Ce travail permet de comprendre la démarche de Georges Tony Stoll qui s’approprie les formes des paysages ruraux et urbains. Il nomme la réalité qui l’entoure son « territoire de l’abstraction » car il y puise sans restriction les formes abstraites, mouvantes, naturelles ou construites que l’on retrouve dans chacune de ses oeuvres. »

Cet atelier s’est déroulé dans le cadre d’ateliers croisés entre La Galerie et la Médiathèque avec le Centre Médico-psychologique de Noisy-le-Sec autour de l’exposition personnelle de Georges Tony Stoll.

Georges Tony Stoll (3 décembre 2011 – 11 février 2012)

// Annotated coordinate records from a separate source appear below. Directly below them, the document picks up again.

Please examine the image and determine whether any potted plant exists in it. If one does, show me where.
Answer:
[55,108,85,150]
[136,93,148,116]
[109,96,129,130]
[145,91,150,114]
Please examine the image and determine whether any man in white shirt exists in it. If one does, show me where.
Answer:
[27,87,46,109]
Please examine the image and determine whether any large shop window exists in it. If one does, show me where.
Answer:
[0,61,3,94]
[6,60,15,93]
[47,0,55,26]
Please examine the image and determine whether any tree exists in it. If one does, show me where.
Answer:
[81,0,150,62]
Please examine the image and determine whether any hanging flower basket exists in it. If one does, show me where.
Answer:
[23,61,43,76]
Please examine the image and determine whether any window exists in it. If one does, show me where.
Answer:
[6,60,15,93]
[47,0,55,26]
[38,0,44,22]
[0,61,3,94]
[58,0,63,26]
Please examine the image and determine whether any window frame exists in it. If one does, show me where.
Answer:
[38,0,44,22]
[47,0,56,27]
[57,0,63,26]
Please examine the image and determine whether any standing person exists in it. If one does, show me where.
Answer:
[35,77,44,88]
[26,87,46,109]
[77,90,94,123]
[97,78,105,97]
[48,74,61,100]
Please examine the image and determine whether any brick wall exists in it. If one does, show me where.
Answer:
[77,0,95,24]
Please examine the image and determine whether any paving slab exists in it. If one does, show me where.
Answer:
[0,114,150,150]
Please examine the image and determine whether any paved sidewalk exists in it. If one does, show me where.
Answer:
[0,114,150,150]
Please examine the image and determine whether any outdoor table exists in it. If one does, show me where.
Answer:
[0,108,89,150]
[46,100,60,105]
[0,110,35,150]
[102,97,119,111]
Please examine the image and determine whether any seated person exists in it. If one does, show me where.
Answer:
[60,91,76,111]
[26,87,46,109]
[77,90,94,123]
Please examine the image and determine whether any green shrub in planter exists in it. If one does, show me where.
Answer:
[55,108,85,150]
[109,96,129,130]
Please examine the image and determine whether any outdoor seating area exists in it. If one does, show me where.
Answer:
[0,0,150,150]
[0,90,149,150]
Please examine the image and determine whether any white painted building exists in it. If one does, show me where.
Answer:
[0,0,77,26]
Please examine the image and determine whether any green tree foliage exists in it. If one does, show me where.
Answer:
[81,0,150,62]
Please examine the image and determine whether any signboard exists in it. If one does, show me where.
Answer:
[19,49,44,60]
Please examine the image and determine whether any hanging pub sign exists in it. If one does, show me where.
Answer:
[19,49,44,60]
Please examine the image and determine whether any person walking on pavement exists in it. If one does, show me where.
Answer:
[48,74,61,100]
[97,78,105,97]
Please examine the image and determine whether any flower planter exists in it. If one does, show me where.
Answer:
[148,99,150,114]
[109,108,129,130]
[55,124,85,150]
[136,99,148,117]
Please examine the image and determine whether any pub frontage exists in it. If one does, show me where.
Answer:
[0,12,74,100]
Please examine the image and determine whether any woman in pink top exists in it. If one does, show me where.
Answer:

« L’exposition de Georges Tony Stoll à La Galerie de Noisy-le-Sec propose une relecture du travail de l’artiste. Longtemps considéré comme une œuvre de l’intime, son travail photographique n’est qu’une des facettes d’un travail et d’une pensée qui se construisent depuis plus de vingt ans. Ses formes et ses supports reflètent ses questionnements sur l’expérience de l’art, sa fabrication même et la notion d’abstraction dans une société où le réel tend à s’imposer jusqu’à l’imaginaire. La photographie, la vidéo, la peinture, les constructions de bois, les tableaux de laines sont autant de domaines d’interrogation sur l’acte de création. Ils mettent en scène l’expérience de l’art, interrogeant l’écart entre le réel et « la fabrication du réel ».

Extrait du communiqué de presse de l’exposition (texte par Jean-Marc Avrilla, commissaire associé sur l’exposition, historien de l’art, commissaire et critique indépendant.)